Peki Erdoğan’ın planı ve hamlesi ne olacak? Birkaç farklı kaynaklardan edinilen bilgiye göre; Erdoğan’ın danışma ekibi çok büyük bir hazırlık içerisinde. Bu hazırlık erken baskın seçim stratejisi üzerine kurulu. Ali Babacan Partisi’nin seçime sokulmaması gündemde. Erken seçim tarihi buna göre ayarlanacak. Cumhur ittifakının geleceği ciddi ciddi tartışılmaya başlanmış. Masada konuşulan en önemli konulardan birinin MHP ortaklığının bitirilip yeni bir açılım sürecinin başlatılacağı iddia ediliyor. Hükümete yakın bir yazardan alınan bilgiye göre; AKP kurmaylarından bazıları seçim hazinesinden kendilerine bir pay çıkartıp, ‘’biz nerede bir hata yaptık’’ düşünmek yerine suçu tamamen MHP’ye atmış durumda. Referandum ile getirilen garip sistemde bir takım değişiklik hazırlığı var. Bu değişiklikler ülke ekonomisini, tarımı düzeltmek için değil. Değişiklik mantığı tamamen seçimi nasıl kaybetmeyiz konusu üzerine gelişiyor. AK Parti kurmayları %50 artı 1 mantığında seçim kazanmanın oldukça zora girdiğinin farkında ama pragmatist ve materyalist refleksle sistemi değiştirip sağlıklı parlamenter demokrasi ve güçlü bir meclise dönmek yerine, sadece ve sadece seçimi kaybetmemek için ne yapabiliriz sorusu üzerine düşünüp buna göre plan geliştiriyorlar. Şu anda en ciddi tartışma konusu seçim sisteminin değiştirilmesi üzerine yapılıyor. Bunun dışında Adalet ve Kalkınma partisi için sayıları fazla olmayan bir grup, Erdoğan’ın AKP genel Başkanlığı üyeliğini bırakması gerektiğini düşünüyor ve bunu dile getiriyor. Geçtiğimiz günlerde yapılan kapalı bir toplantıda bazı isimler bu görüşü yani Erdoğan’ın AKP genel başkanlığını ve AKP üyeliğini bırakması gerektiğini düşünüp yüzüne karşı söylediği iddia ediliyor. Erdoğan ise yüzüne karşı söylenen bu eleştiriyi düşünmek yerine ‘’kapı orada istemeyen çıkıp gitsin’’ dediği iddia ediliyor. İşte yaşanan son bu olay ile birlikte AKP içindeki duyarlılık ile hareket etmeye çalışan bazı isimlerin, Babacan’ın partisine katılmaya karar verdiği söyleniyor.

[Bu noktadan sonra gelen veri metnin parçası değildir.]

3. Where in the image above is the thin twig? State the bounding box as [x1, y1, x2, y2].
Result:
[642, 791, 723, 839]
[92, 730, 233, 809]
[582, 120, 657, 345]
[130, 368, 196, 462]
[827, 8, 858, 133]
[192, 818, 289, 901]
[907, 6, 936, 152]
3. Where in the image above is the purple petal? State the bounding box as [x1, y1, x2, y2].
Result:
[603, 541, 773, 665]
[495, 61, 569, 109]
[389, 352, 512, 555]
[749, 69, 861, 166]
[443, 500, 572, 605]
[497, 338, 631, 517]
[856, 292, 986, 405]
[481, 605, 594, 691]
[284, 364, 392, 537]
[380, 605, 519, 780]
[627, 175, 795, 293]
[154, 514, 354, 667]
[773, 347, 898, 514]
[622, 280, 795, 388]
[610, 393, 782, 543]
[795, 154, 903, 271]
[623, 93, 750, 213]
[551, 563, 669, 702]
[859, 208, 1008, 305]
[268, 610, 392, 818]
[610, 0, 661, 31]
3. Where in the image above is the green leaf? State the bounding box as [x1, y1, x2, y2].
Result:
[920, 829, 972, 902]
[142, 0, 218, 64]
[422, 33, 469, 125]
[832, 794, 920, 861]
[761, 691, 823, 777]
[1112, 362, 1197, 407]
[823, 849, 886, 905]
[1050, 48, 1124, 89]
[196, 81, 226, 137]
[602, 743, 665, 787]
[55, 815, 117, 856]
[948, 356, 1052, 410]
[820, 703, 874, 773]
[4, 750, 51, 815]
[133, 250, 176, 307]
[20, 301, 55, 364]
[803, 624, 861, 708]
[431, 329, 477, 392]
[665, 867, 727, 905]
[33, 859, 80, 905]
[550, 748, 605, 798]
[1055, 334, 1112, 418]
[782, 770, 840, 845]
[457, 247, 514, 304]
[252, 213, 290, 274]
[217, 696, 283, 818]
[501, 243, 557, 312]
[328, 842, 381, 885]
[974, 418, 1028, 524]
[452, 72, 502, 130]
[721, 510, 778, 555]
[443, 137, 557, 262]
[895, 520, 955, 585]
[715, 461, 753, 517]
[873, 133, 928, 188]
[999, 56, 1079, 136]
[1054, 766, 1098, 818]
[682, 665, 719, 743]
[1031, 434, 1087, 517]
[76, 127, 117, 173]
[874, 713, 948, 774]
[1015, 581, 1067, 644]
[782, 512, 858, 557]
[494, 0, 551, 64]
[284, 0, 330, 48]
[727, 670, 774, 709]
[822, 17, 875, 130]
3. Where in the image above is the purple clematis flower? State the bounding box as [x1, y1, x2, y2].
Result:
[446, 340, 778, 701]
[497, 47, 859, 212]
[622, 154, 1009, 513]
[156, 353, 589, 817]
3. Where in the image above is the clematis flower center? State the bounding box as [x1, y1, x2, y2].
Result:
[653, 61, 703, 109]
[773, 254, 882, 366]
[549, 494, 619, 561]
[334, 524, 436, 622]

PEKİ BABACAN’IN PLANI NEDİR?

Babacan’ın ekibinden birinden alınan bilgiye göre Babacan, Erdoğan’ın ‘’baskın erken seçim’’ hamlesini ve kendisine soruşturma açılması ihtimalini görmüş ve buna göre hareket ediyor. Ali Babacan’ın partide pragmatist kişiler yerine idealist hatta siyasete ilk defa atılacak kişileri de görmek istediği söyleniyor. Ali Babacan’ın uzmanlık alanı ekonomi olduğu için ekip içerisinde bu uzmanlık alanında olan kişiler olacak. Burada bir anekdot ekleyelim! Ali Babacan bakan olarak görev aldığı dönemde bile birçok kez Erdoğan’la fikir ayrılığına düşmüş. Sarayın yapılmasına hep karşı çıkmış. Ekonominin liyakatsiz kişilere teslim edildiğini iddia etmiş ve karşı çıkmıştı. Hatta ekonomi Bakanlığı’ndaki son dönemlerinde Babacan köprüleri atma derecesine gelmiş. Zaten onun için de son hadise ise Babacan ekonomi bakanı iken kendisinin haberi ve izni olmadan Erdoğan’ın o dönemi danışmanı olan jöleli olarak bilinen Yiğit Bulut’un birtakım ekonomi işlere kalkışması ile oluşmuş. Bu olay üzerine Babacan, dosyaları hazırlayıp Erdoğan’ın karşısına çıktı ve yapılacak hamilenin yanlış hamle olduğunu anlattı. Erdoğan ‘’o çok rahatsız da ama bana Yiğit öyle demiyor’’ deyince Ali Babacan toplantıyı sonlandırıp ayrıldığı söyleniyor. Bundan günler sonra Babacan son bir kez dosyayı toplayıp hatadan döndürmek için saraya gitti ama Erdoğan randevu vermiş olduğu saate rağmen Ali Babacan’ı yaklaşık 2 saat boyunca sarayda beklettiği iddia ediliyor. Bunun üzerine Babacan sinirle telefonla Erdoğan’a ulaşmaya çalışınca Erdoğan, danışmanları aracılığı ile Babacan’a danışmanı ‘’Yiğit Bulut’a bilgi verin’’ diye haber göndermiş ve Babacan için bardağı taşıran son damla da bu olmuş. Hatta o telefondan sonra Babacan Bulut ile görüşmeyi reddedip saraydan ayrılmak üzere iken bunun engellendiğini ve Bulut ile görüşmeye zorlandığı hadisesi var ama o gece Ali Babacan asla geri atmamış. İşte kopuş o gün başlamış. Burada Ali Babacan ile ilgili şunu eklemekte fayda var. Adalet ve Kalkınma Partisi’nin parlak dönemleri elbette olduğu kritik bir nokta var. AK Parti’nin en büyük sorunu devlette de partide de liyakat sisteminin tamamen devre dışı bırakılmış olmasıydı. Bu şu anlama geliyor!.. Bir mevki iki aday var ise bu mevkie hak eden, işin ehli birini getirmek yerine, kendilerine yakın olan, işin ehli olmayan kişileri tercih ediyorlar demektir.